Friday 11 January 2013

Amuse-Bouche: "Is that red?"

Tasty bite-sized doses of customer stupidity.

Starring: Function guests with a set menu
Scene: Gentleman has selected the steak option

Me: “Your sirloin, sir.”
Gentleman: “Oh no, um, I ordered the um, the meat.”
Me: “…your meat, sir.”
Gentleman: “Thanks!”


Starring: Young couple in late twenties
Scene: The couple are hovering at the bar, the bartender attends to them as per social norm.

Bartender:  “Hello! What would you like?”
Lady: “I would like to be able to sit down first.”
Bartender: *backs away*

Back the fuck down, random. You’re a chick in a pub, not Anna Wintour.


Starring: A gentleman paying the bill while guest is in bathroom
Scene: I have led him to the POS to complete the transaction

Me: “I’m sorry sir, we are no longer listed in the Entertainment Book and do not accept Entertainment Cards.”
Gentleman: “Oh! But… this is last year’s Entertainment Card. And you were listed last year.”
Me: “I’m sorry, we were not listed last year, either. Even if we were, your card is still expired.”
Gentleman: “Oh.

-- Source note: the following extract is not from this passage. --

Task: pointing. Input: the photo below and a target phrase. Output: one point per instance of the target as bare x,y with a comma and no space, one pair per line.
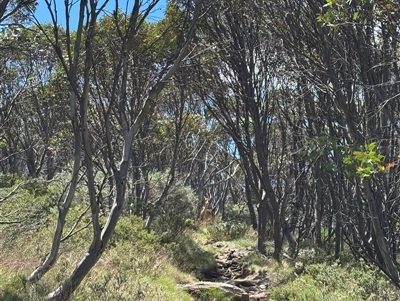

So, no discount?”
Me: “I’m afraid not.”
Gentleman: “But… maybe you ARE listed?”
Me: “No, we aren’t.”
Gentleman: “But if you were, how much would the discount be?”
Me: “We aren’t.”
Gentleman: “I understand, but what if you ARE?”
Me: “We aren’t.”
Gentleman: “But supposing you ARE?”
Me: “We aren’t.”

This went on for some time.


Starring: A function of 10 people
Scene: I am offering new arrivals a glass of wine

Me: “Would you like a glass of red?”
Lady: “Hmm, what is it?”
Me: “A 2010 pinot noir, selected by your host.”
Lady: “Is that red?”

Lady, if you ever want to see a picture of yourself, just look up the word “idiot” on Wikipedia.


Starring: Two ladies perusing menu
Scene: After demanding to know why we serve beef “eyes” (perhaps a trans-Atlantic interpretation of eye fillet), American Lady has asked me to explain sirloin

Me: “I believe it’s from what you know as short-loin, it comes from the upper-rear of the animal-”
American: *appalled* “You don’t have to be QUITE so graphic.”

Ok. Sirloin is the one that looks like a rectangle and is made out of sunshine and rainbows and definitely didn’t involve bucket-loads of blood spilling from a bovine getting its head sawed off. Moooo.